Let us consider what evidence was really available on this point. To begin with, the position of the star was not exactly central. It lay sixteen seconds of arc to the south-west of the true nebular nucleus. Its appearance did not then signify a sudden advance of the nebula towards condensation, nor was it attended by any visible change in it save the transient effect of partial effacement through superior brightness.
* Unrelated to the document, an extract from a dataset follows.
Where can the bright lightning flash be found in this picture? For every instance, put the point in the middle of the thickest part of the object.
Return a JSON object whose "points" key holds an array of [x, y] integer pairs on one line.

Equally indecisive information was derived from the spectroscope. To Vogel, Hasselberg, and Young, the light of the "Nova" seemed perfectly continuous; but Huggins caught traces of bright lines on September 2, confirmed on the 9th;[1476] and Copeland succeeded, on September 30, in measuring three bright bands with an acute-angled prism specially constructed for the purpose.[1477] A shimmer of F was suspected, and had also been perceived by Mr. O. T. Sherman of Yale College. Still, the effect was widely different from that of the characteristic blazing spectrum of a temporary star, and prompted the surmise that here, too, a variable might be under scrutiny. The star, however, was certainly so far "new" that its rays, until their sudden accession of strength, were too feeble to affect even our reinforced senses. Not one of the 1,283 small stars recorded in charts of the nebula could be identified with it; and a photograph taken by Dr. Common, August 16, 1884, on which a multitude of stars down to the fifteenth magnitude had imprinted themselves, showed the uniform, soft gradation of nebulous light to be absolutely unbroken by a stellar indication in the spot reserved for the future occupation of the "Nova."[1478]
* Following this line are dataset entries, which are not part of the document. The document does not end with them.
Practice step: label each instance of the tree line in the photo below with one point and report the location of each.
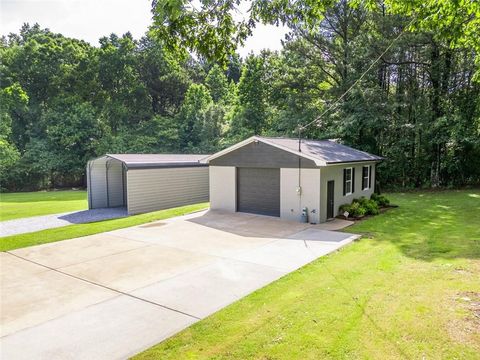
(64, 101)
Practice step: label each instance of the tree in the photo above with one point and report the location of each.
(191, 117)
(217, 84)
(252, 112)
(210, 28)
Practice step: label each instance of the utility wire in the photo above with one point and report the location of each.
(318, 118)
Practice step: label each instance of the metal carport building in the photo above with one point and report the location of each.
(146, 182)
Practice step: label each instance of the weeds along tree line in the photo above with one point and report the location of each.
(64, 101)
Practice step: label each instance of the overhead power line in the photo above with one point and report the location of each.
(318, 118)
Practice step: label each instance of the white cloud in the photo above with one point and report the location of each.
(91, 19)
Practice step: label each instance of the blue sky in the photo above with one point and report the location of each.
(91, 19)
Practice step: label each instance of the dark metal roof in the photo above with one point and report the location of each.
(327, 151)
(158, 160)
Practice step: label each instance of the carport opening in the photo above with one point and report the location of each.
(107, 183)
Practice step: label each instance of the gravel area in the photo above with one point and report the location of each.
(37, 223)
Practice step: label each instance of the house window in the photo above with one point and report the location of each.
(348, 181)
(366, 177)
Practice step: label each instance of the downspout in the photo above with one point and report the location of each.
(106, 182)
(89, 185)
(299, 187)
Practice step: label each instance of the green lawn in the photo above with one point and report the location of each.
(73, 231)
(409, 289)
(21, 205)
So far, then, the view that its relation to the nebula was a merely optical one might be justified; but it became altogether untenable when it was found that what was taken to be a chance coincidence had repeated itself within living memory. On the 21st of May, 1860, M. Auwers perceived at Königsberg a seventh magnitude star shining close to the centre of a nebula in Scorpio, numbered 80 in Messier's Catalogue.[1479] Three days earlier it certainly was not there, and three weeks later it had vanished. The effect to Mr. Pogson (who independently discovered the change, May 28)[1480] was as if the nebula had been replaced by a star, so entirely were its dim rays overpowered by the concentrated blaze in their midst. Now, it is simply incredible that two outbursts of so uncommon a character should have accidentally occurred just on the line of sight between us and the central portions of two nebulæ; we must, then, conclude that they showed on these objects because they took place in them. The most favoured explanation is that they were what might be called effects of overcrowding—that some of the numerous small bodies, presumably composing the nebulæ, jostled together, in their intricate circlings, and obtained compensation in heat for their sacrifice of motion. But this is scarcely more than a plausible makeshift of perplexed thought. Mr. W. H. S. Monck, on the other hand, has suggested that new stars appear when dark bodies are rendered luminous by rushing through the gaseous fields of space,[1481] just as meteors kindle in our atmosphere. The idea, which has been revived and elaborated by Dr. Seeliger of Munich,[1482] is ingenious, but was not designed to apply to our present case. Neither of the objects distinguished by the striking variations just described is of gaseous constitution. That in Scorpio appears under high magnifying powers as a "compressed cluster"; that in Andromeda is perhaps, as Sir J. Herschel suggested, "optically nebulous through the smallness of its constituent stars"[1483]—if stars they deserve to be called.